The first is from Decatur, Georgia, displaying a Mayberry-style approach to policing, where officers are your friends.
"We're a very empathetic police department," says Decatur Police Chief Mike Booker. "We try our very hardest to put ourselves in other people's shoes, and it tends to make you look at things from all sides if you do that." Gee, I thought you were supposed to prevent and solve crimes. "Everyone acknowledges you," says one Decatur officer who believes officers are now more likeable.
It’s like they want to be firefighters or something.
Meantime, being liked is apparently the last thing they’re looking for at the Newport Beach Police Department in sunny, wealthy Orange County, California.

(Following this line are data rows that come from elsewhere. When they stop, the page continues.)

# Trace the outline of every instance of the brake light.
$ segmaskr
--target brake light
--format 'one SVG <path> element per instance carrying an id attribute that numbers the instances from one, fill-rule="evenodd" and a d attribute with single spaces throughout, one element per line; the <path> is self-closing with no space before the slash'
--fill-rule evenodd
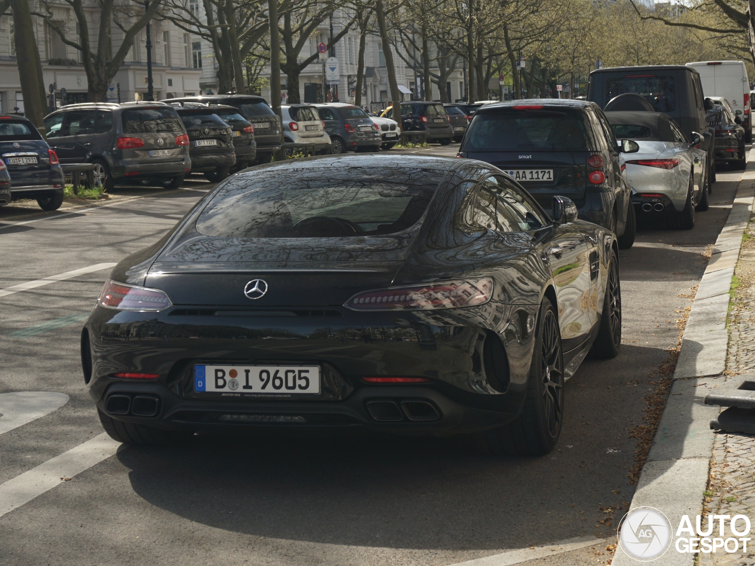
<path id="1" fill-rule="evenodd" d="M 633 161 L 627 161 L 633 165 L 646 165 L 648 167 L 657 167 L 659 169 L 673 169 L 679 166 L 679 159 L 637 159 Z"/>
<path id="2" fill-rule="evenodd" d="M 424 377 L 362 377 L 365 383 L 429 383 Z"/>
<path id="3" fill-rule="evenodd" d="M 116 147 L 119 149 L 133 149 L 143 145 L 144 140 L 138 137 L 119 137 L 116 142 Z"/>
<path id="4" fill-rule="evenodd" d="M 603 158 L 600 155 L 590 155 L 590 158 L 587 159 L 587 164 L 590 167 L 594 167 L 598 169 L 603 166 Z"/>
<path id="5" fill-rule="evenodd" d="M 587 178 L 593 185 L 599 185 L 606 180 L 606 174 L 601 171 L 595 171 L 587 175 Z"/>
<path id="6" fill-rule="evenodd" d="M 127 380 L 156 380 L 160 377 L 159 374 L 113 374 L 113 377 L 121 377 Z"/>
<path id="7" fill-rule="evenodd" d="M 121 310 L 162 310 L 173 303 L 159 289 L 127 285 L 108 279 L 100 295 L 100 306 Z"/>
<path id="8" fill-rule="evenodd" d="M 493 294 L 489 277 L 359 293 L 344 303 L 352 310 L 455 309 L 482 305 Z"/>

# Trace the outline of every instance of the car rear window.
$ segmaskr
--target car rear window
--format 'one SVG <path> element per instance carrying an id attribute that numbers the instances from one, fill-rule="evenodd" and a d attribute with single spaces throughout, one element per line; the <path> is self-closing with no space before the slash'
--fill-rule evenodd
<path id="1" fill-rule="evenodd" d="M 125 134 L 183 131 L 181 121 L 172 108 L 140 108 L 124 110 L 121 113 L 121 124 Z"/>
<path id="2" fill-rule="evenodd" d="M 289 108 L 288 115 L 296 122 L 320 122 L 320 116 L 314 108 Z"/>
<path id="3" fill-rule="evenodd" d="M 365 168 L 349 174 L 317 168 L 237 176 L 210 201 L 196 229 L 226 238 L 391 234 L 421 218 L 444 174 Z"/>
<path id="4" fill-rule="evenodd" d="M 639 137 L 652 137 L 653 133 L 647 126 L 634 125 L 632 124 L 612 124 L 611 129 L 614 131 L 616 138 L 621 140 L 626 137 L 633 140 Z"/>
<path id="5" fill-rule="evenodd" d="M 575 110 L 478 113 L 461 151 L 586 151 L 584 120 Z"/>
<path id="6" fill-rule="evenodd" d="M 676 109 L 676 91 L 670 75 L 629 75 L 606 79 L 606 103 L 626 92 L 643 97 L 655 112 L 673 112 Z"/>
<path id="7" fill-rule="evenodd" d="M 5 141 L 24 141 L 42 140 L 36 128 L 27 122 L 20 120 L 0 120 L 0 140 Z"/>

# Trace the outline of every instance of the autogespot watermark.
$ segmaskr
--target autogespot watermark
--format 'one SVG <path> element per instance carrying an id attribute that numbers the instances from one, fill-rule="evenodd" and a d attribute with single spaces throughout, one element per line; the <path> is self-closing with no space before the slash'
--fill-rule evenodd
<path id="1" fill-rule="evenodd" d="M 673 545 L 677 552 L 716 552 L 729 554 L 747 552 L 750 538 L 750 518 L 744 515 L 709 515 L 707 521 L 702 515 L 695 517 L 695 528 L 689 516 L 683 515 L 676 531 Z M 726 523 L 729 532 L 725 536 Z M 718 537 L 711 536 L 718 523 Z M 706 529 L 703 531 L 704 523 Z M 617 528 L 619 546 L 630 558 L 649 562 L 662 556 L 671 545 L 671 522 L 668 517 L 655 507 L 635 507 L 619 521 Z M 683 535 L 689 535 L 684 537 Z"/>

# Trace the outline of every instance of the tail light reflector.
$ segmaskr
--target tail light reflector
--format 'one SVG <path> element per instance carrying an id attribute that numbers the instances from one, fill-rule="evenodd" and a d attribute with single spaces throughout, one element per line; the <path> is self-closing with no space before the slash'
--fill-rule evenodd
<path id="1" fill-rule="evenodd" d="M 606 180 L 606 174 L 601 171 L 595 171 L 587 175 L 587 178 L 593 185 L 599 185 Z"/>
<path id="2" fill-rule="evenodd" d="M 173 303 L 159 289 L 127 285 L 108 279 L 100 295 L 100 305 L 120 310 L 162 310 Z"/>
<path id="3" fill-rule="evenodd" d="M 352 310 L 427 310 L 482 305 L 493 294 L 489 277 L 396 287 L 359 293 L 344 303 Z"/>
<path id="4" fill-rule="evenodd" d="M 633 165 L 646 165 L 648 167 L 657 167 L 659 169 L 673 169 L 679 166 L 679 159 L 637 159 L 633 161 L 627 161 Z"/>
<path id="5" fill-rule="evenodd" d="M 119 137 L 116 142 L 116 147 L 119 149 L 133 149 L 143 145 L 144 140 L 139 137 Z"/>

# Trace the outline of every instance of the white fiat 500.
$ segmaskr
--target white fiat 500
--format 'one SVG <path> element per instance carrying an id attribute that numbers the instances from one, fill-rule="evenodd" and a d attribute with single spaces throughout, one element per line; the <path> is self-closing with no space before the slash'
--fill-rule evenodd
<path id="1" fill-rule="evenodd" d="M 639 214 L 665 222 L 672 229 L 692 229 L 695 211 L 707 211 L 710 185 L 708 143 L 693 133 L 689 140 L 676 123 L 656 112 L 607 112 L 618 139 L 633 140 L 639 152 L 626 161 L 632 201 Z"/>

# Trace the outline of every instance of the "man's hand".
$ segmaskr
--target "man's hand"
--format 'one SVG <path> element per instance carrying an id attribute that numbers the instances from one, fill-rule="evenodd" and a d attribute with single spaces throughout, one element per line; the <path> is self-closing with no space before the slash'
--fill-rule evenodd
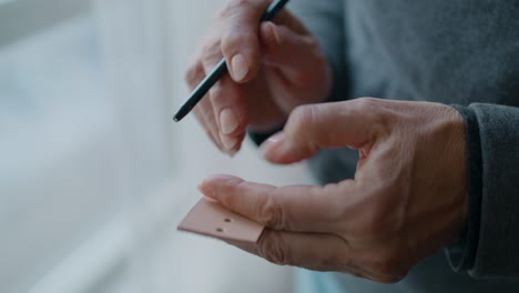
<path id="1" fill-rule="evenodd" d="M 271 130 L 297 105 L 323 101 L 332 72 L 315 39 L 287 10 L 260 24 L 272 1 L 231 0 L 185 74 L 193 90 L 225 57 L 225 75 L 194 114 L 222 151 L 234 154 L 248 128 Z"/>
<path id="2" fill-rule="evenodd" d="M 238 247 L 278 264 L 391 283 L 465 223 L 464 129 L 455 109 L 437 103 L 305 105 L 264 143 L 264 156 L 292 163 L 348 145 L 359 152 L 355 179 L 275 188 L 220 175 L 200 189 L 267 226 L 254 245 L 232 243 Z"/>

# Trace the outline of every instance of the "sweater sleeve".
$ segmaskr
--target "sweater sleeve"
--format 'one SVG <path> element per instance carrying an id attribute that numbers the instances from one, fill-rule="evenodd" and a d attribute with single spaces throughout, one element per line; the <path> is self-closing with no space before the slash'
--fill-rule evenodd
<path id="1" fill-rule="evenodd" d="M 455 108 L 466 121 L 469 212 L 447 256 L 474 277 L 519 277 L 519 108 Z"/>
<path id="2" fill-rule="evenodd" d="M 338 101 L 345 95 L 345 57 L 344 57 L 344 0 L 297 0 L 288 2 L 287 8 L 299 18 L 312 34 L 317 39 L 323 54 L 328 60 L 333 71 L 333 89 L 327 101 Z M 248 132 L 251 139 L 261 144 L 275 131 L 257 133 Z"/>

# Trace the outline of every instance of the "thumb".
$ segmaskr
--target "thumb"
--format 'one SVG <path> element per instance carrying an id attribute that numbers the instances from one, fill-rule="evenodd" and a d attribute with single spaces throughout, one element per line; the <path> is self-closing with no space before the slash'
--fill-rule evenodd
<path id="1" fill-rule="evenodd" d="M 367 153 L 383 129 L 372 100 L 298 107 L 284 130 L 266 140 L 261 151 L 266 160 L 283 164 L 308 159 L 319 149 L 349 146 Z"/>
<path id="2" fill-rule="evenodd" d="M 326 62 L 316 40 L 307 33 L 296 32 L 273 22 L 264 22 L 260 27 L 262 46 L 262 62 L 275 68 L 284 77 L 285 82 L 306 84 L 308 78 L 314 79 L 316 68 Z"/>

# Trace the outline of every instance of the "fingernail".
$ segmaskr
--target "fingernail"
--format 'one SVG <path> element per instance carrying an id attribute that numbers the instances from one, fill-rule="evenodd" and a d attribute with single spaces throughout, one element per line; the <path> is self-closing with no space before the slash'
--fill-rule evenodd
<path id="1" fill-rule="evenodd" d="M 233 79 L 235 81 L 242 81 L 248 73 L 248 63 L 243 54 L 235 54 L 231 60 Z"/>
<path id="2" fill-rule="evenodd" d="M 223 134 L 231 134 L 238 128 L 240 121 L 234 111 L 227 108 L 220 113 L 220 125 Z"/>
<path id="3" fill-rule="evenodd" d="M 279 36 L 279 32 L 277 31 L 276 24 L 271 23 L 271 30 L 272 30 L 272 33 L 274 34 L 274 39 L 276 40 L 276 43 L 282 44 L 283 40 Z"/>
<path id="4" fill-rule="evenodd" d="M 236 146 L 236 138 L 233 138 L 233 137 L 228 137 L 228 135 L 221 135 L 221 139 L 222 139 L 222 144 L 224 145 L 224 148 L 228 151 L 228 155 L 233 156 L 235 151 L 234 150 L 234 146 Z"/>
<path id="5" fill-rule="evenodd" d="M 260 152 L 262 153 L 263 156 L 265 156 L 267 153 L 273 152 L 275 149 L 279 148 L 282 145 L 283 140 L 285 139 L 285 133 L 278 132 L 271 138 L 268 138 L 266 141 L 262 143 L 260 146 Z"/>

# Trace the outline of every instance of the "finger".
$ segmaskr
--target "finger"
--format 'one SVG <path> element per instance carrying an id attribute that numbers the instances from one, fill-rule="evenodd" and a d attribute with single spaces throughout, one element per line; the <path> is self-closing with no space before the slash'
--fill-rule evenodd
<path id="1" fill-rule="evenodd" d="M 273 22 L 262 23 L 260 34 L 265 78 L 276 89 L 276 104 L 289 113 L 299 104 L 320 101 L 323 97 L 312 92 L 329 91 L 330 82 L 322 80 L 330 81 L 332 70 L 315 39 Z M 308 94 L 291 94 L 294 88 Z"/>
<path id="2" fill-rule="evenodd" d="M 236 82 L 250 81 L 260 70 L 257 26 L 269 2 L 231 0 L 220 13 L 222 52 Z"/>
<path id="3" fill-rule="evenodd" d="M 376 138 L 389 132 L 378 107 L 376 99 L 298 107 L 284 130 L 262 145 L 263 155 L 272 162 L 293 163 L 319 149 L 350 146 L 368 153 Z"/>
<path id="4" fill-rule="evenodd" d="M 216 175 L 199 186 L 206 196 L 230 211 L 274 230 L 301 232 L 340 231 L 343 209 L 339 196 L 353 190 L 349 181 L 326 186 L 292 185 L 276 188 Z"/>
<path id="5" fill-rule="evenodd" d="M 204 67 L 199 59 L 195 60 L 196 61 L 194 61 L 189 68 L 184 77 L 190 90 L 196 88 L 196 85 L 205 78 Z M 220 150 L 225 151 L 225 148 L 218 137 L 218 129 L 216 127 L 217 124 L 214 119 L 214 111 L 211 102 L 207 101 L 207 99 L 202 99 L 193 109 L 193 113 L 211 141 L 213 141 Z"/>
<path id="6" fill-rule="evenodd" d="M 243 89 L 230 77 L 224 77 L 211 89 L 210 99 L 220 127 L 220 140 L 227 151 L 235 152 L 248 121 Z"/>
<path id="7" fill-rule="evenodd" d="M 211 141 L 222 151 L 227 152 L 226 148 L 223 145 L 218 137 L 218 128 L 216 121 L 214 120 L 214 110 L 208 100 L 202 100 L 193 109 L 193 113 L 199 121 L 199 123 L 204 129 L 207 137 Z"/>
<path id="8" fill-rule="evenodd" d="M 345 272 L 383 283 L 398 280 L 393 275 L 362 267 L 356 252 L 350 249 L 348 242 L 333 234 L 294 233 L 267 229 L 256 243 L 226 242 L 279 265 Z"/>
<path id="9" fill-rule="evenodd" d="M 205 74 L 208 74 L 221 59 L 222 52 L 217 43 L 206 46 L 202 58 Z M 241 89 L 228 77 L 224 77 L 210 89 L 207 94 L 213 109 L 210 122 L 214 125 L 211 128 L 217 130 L 213 135 L 222 143 L 222 150 L 233 155 L 243 140 L 247 121 Z M 242 140 L 238 140 L 240 138 Z"/>
<path id="10" fill-rule="evenodd" d="M 291 83 L 314 84 L 312 80 L 323 77 L 308 74 L 307 71 L 326 64 L 316 40 L 298 34 L 285 26 L 264 22 L 260 27 L 262 61 L 277 68 Z"/>

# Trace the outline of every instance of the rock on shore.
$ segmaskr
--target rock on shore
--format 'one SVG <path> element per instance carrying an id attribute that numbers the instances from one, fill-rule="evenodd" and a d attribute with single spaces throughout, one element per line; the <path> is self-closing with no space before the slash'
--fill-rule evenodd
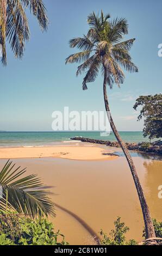
<path id="1" fill-rule="evenodd" d="M 83 142 L 90 142 L 91 143 L 100 144 L 107 145 L 109 147 L 120 148 L 120 145 L 117 142 L 110 142 L 110 141 L 103 141 L 102 139 L 90 139 L 82 137 L 75 137 L 71 139 L 74 141 L 80 141 Z M 162 142 L 158 141 L 157 142 L 149 143 L 148 142 L 142 142 L 140 143 L 126 143 L 126 145 L 128 149 L 144 152 L 149 152 L 152 153 L 159 154 L 162 155 Z"/>

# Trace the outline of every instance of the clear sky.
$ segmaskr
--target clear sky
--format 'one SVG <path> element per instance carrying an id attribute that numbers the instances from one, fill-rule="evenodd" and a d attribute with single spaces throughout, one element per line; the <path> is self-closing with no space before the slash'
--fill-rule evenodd
<path id="1" fill-rule="evenodd" d="M 30 40 L 22 60 L 16 59 L 8 47 L 8 65 L 0 66 L 0 130 L 51 131 L 51 115 L 69 106 L 70 111 L 104 109 L 101 76 L 83 91 L 83 76 L 76 77 L 77 65 L 65 65 L 74 49 L 69 39 L 86 34 L 86 18 L 102 9 L 112 17 L 126 17 L 129 33 L 135 38 L 131 54 L 138 74 L 126 73 L 121 88 L 108 89 L 112 115 L 120 131 L 139 131 L 133 109 L 140 95 L 161 92 L 161 0 L 45 0 L 49 25 L 42 33 L 29 15 Z"/>

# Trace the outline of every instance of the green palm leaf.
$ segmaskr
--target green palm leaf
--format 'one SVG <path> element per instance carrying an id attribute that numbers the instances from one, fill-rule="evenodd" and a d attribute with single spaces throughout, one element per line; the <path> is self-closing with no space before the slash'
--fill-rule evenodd
<path id="1" fill-rule="evenodd" d="M 24 176 L 26 169 L 15 168 L 9 160 L 0 172 L 0 186 L 3 197 L 0 210 L 14 210 L 33 218 L 45 214 L 55 216 L 54 204 L 48 191 L 41 190 L 43 184 L 36 175 Z M 22 176 L 23 175 L 23 177 Z"/>
<path id="2" fill-rule="evenodd" d="M 26 11 L 28 9 L 36 18 L 42 31 L 47 28 L 48 18 L 42 0 L 0 0 L 0 44 L 2 63 L 7 64 L 6 41 L 16 57 L 23 56 L 30 33 Z"/>

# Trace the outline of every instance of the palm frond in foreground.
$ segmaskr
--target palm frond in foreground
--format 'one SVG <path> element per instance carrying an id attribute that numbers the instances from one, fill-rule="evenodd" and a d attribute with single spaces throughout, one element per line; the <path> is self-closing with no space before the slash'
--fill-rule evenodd
<path id="1" fill-rule="evenodd" d="M 24 176 L 26 168 L 15 168 L 8 160 L 0 172 L 0 210 L 15 210 L 33 218 L 43 214 L 55 216 L 53 203 L 48 191 L 41 190 L 43 184 L 36 174 Z"/>

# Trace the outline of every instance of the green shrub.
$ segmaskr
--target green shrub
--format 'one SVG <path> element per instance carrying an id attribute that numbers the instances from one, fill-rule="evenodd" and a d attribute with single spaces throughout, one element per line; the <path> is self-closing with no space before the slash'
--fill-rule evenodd
<path id="1" fill-rule="evenodd" d="M 128 227 L 125 226 L 124 222 L 121 222 L 121 218 L 118 217 L 114 222 L 115 229 L 111 230 L 109 233 L 110 237 L 107 234 L 101 231 L 102 236 L 101 244 L 102 245 L 136 245 L 137 242 L 131 240 L 126 241 L 124 234 L 129 230 Z"/>
<path id="2" fill-rule="evenodd" d="M 59 241 L 58 241 L 59 240 Z M 15 214 L 0 216 L 0 245 L 66 245 L 59 230 L 47 218 L 32 220 Z"/>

Newport may be across the country from Decatur, but its recruiting video is from another planet. "Do you have what it takes?" says the graphic on screen as we follow recruits going through the academy, plus there’s lots of guns being fired, bad guys being taken down, all to a driving beat and cool editing. In other words, if you plan to come to Newport Beach to go shopping at Fashion Island, don't shoplift or we'll crack your head open.
Georgia may be the land of peaches, but California is Afghanistan.
Which approach is better? Which image would you rather portray as a police force — friendly or bad-a**? "I wonder if the differences in attitude here reflect real differences in the quality of police service," asks Mark Frauenfelder on BoingBoing.
I decided to look at the FBI crime statistics.
Newport Beach has about five times the population of Decatur, 85,000 compared to 19,000, but both cities had zero murders in 2011. Decatur had one rape, Newport Beach had three. They had almost the same number of robberies. The biggest difference was in larceny-thefts —1,584 cases in Newport versus 421 in Decatur — but that works out to one crime per 54 residents in Newport, one per 45 residents in Decatur. In other words, more thefts in Newport, but fewer per capita.
Bottom line, their crime rates are pretty similar, with an edge to the OC, but their recruiting messages couldn’t be more different. Why? Maybe it has something to do with each city’s "end user". Decatur, where the per capita income is $39,000, has the motto, "A city of homes, schools and places of worship". It's close to Atlanta, more diverse, with a high home ownership rate and a higher education level than Atlanta.
In Newport Beach, per capita income is $89,000, among the highest in the country. Median home prices top $1 million. Maybe when you have more to lose financially, you don't want police officers who are friendly. You’re paying top dollar for cops who scare off bad guys, crack down on truants, arrest drunks on the 4th of July. In fact, Newport Beach doesn't have a nickname. It doesn't need one. It's Newport Beach. Jaywalk here at your peril. In fact, just keep driving to San Diego, ok?